Zu einem Dammschnitt kam es übrigens erst gar nicht, weil man empfand das ausreichend Platz da ist - schlussendlich bin ich gerissen, was man zum Glück nicht merkt.

Ich wurde immer ungeduldiger, sollte erst duschen und auf der Wöchnerinnen Station zu Mittag essen, da ich vor über 18 h das letzte gegessen hatte.
Ich wollte nichts essen, ich wollte nicht länger warten, ich wollte endlich zu meinem Kind.
Ganze vier Stunden sind vergangen bis ich endlich mein Kind auf der Neonatologie sehen durfte.



Wir mussten uns gründlich waschen, alles desinfizieren bevor wir in den kleinen Raum mit 5 kleinen Brutkästen und Wärmebetten kamen, alle umstellt von vielen Geräten.
Im hintersten lag meine Tochter, völlig verkabelt. Sie hatte eine Beatmungsmaske, eine Magensonde und sämtliche Elektroden die alles mögliche aufzeichneten und überwachten. Ihr ganzes Gesicht war angeschwollen, sodass sie nur minimal die Augen wenn überhaupt hätte öffnen können.
Nur langsam traute ich mich an das kleine Wesen und meine Tränen und Emotionen überkamen mich völlig. Ich weinte hemmugslos, weil ich so sprachlos war über das was ich sah.



Mein kleines Mädchen da so zu sehen, so hilflos, so völlig eingenommen von den medizinischen Geräten,...So...Mir fehlen immer noch die Worte den Moment zu beschreiben und meine Gefühle richtig zu sortieren bzw. Ausdruck zu verleihen. Noch heute, so auch jetzt, kommen mir allein bei dem Gedanken daran die Tränen.
Dass ich eine so schwere Schwangerschaft hatte kann ich noch ertragen, aber dass mein kleines Mädchen nun so einen schweren Start hat, bricht mir das frisch gebackene Mutterherz.


Lotti ist durch den Schwangerschaftsdiabetes mit stolzen 50cm und 3390g auf die Welt gekommen, aber die Organe sind eben noch nicht so gut entwickelt, sodass sie eben die Unterstützung braucht, sowie die zusätzliche Wärme, da sie ihre eigene Körpertemperatur noch nicht halten kann.



Die nächsten Tage rannte ich ständig zwischen der Wöchnerinnen Station und der Neonatologie hin und her, um so oft wie möglich bei meinem Kind zu sein.
Lotti verbrachte 5 Tage auf der Neonatologie. Bereits am dritten Tag konnte die Beatmung und Magensonde entfernt werden und wir zogen Mitte der Woche endlich gemeinsam auf ein Zimmer auf die Neonatologische Nachsorge Station.

Zur Entlassung erfuhren wir leider dann auch erst noch, dass Lotti bei der Geburt einen Schlüsselbeinbruch erlitten hat und wir wohl diesbezüglich auch mit ihr zur Physiotherapie müssen.

Nach 8 Tagen in der Klinik konnten wir endlich nach Hause. Ich werde den Moment nicht vergessen als ich dann endlich mit ihr nackt,  lediglich mit einem Tränenschleier vor Glück bekleidet, auf der Couch lag und das intensive kuscheln unmittelbar nach der Geburt nach geholt habe.
Uns ist durch die direkte Trennung nach der Geburt so viel Geborgenheit verloren gegangen, ich hatte mich so verloren gefühlt, auch weil ich mein Kind allein lassen musste.
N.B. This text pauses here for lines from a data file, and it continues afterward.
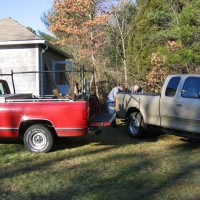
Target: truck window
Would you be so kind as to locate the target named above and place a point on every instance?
(191, 87)
(172, 86)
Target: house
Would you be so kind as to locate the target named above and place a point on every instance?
(28, 57)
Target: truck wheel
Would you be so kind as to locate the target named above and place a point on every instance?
(135, 125)
(38, 139)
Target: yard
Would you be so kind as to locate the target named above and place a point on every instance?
(110, 166)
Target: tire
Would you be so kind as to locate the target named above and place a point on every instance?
(135, 125)
(38, 139)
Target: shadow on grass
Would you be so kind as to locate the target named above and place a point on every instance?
(117, 136)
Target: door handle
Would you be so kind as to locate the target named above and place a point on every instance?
(179, 104)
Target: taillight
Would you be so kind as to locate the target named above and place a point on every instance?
(86, 114)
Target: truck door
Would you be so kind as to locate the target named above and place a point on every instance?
(4, 88)
(187, 105)
(167, 102)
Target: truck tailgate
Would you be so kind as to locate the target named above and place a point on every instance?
(101, 119)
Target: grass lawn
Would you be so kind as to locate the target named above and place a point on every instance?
(109, 166)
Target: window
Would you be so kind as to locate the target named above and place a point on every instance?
(191, 87)
(172, 86)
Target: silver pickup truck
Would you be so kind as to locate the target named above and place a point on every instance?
(176, 110)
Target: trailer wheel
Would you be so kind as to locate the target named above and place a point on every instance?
(135, 125)
(38, 139)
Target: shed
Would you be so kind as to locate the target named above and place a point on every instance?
(28, 56)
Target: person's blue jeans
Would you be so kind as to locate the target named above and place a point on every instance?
(110, 106)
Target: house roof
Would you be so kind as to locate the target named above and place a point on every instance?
(12, 33)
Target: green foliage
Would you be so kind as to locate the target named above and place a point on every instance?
(155, 25)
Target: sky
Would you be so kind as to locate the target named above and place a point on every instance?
(26, 12)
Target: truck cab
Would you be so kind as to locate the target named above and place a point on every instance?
(4, 88)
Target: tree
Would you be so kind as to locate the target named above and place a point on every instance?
(79, 24)
(121, 13)
(169, 30)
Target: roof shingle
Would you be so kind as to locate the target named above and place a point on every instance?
(11, 30)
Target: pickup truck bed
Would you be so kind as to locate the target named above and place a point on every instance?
(176, 110)
(39, 120)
Die Geburt als solche empfand ich nicht schlimm und auch wenn es insgesamt 31h gedauert hat war sie im Gegensatz zu meiner Schwangerschaft unproblematisch, ja fast angenehm.
Das was mir schwer zu schaffen macht ist Lotti ihr schwerer Start und die Zeit nach der Geburt in der Klinik. Gemeinsam versuchen wir die Zeit aufzuarbeiten und werden sicherlich hier professionelle Hilfe in Anspruch nehmen. 
Das größte Glück ist aber nun mit Lotti und Luri gemeinsam das Leben genießen zu können, auch wenn die Nächte oft schlaflos sind.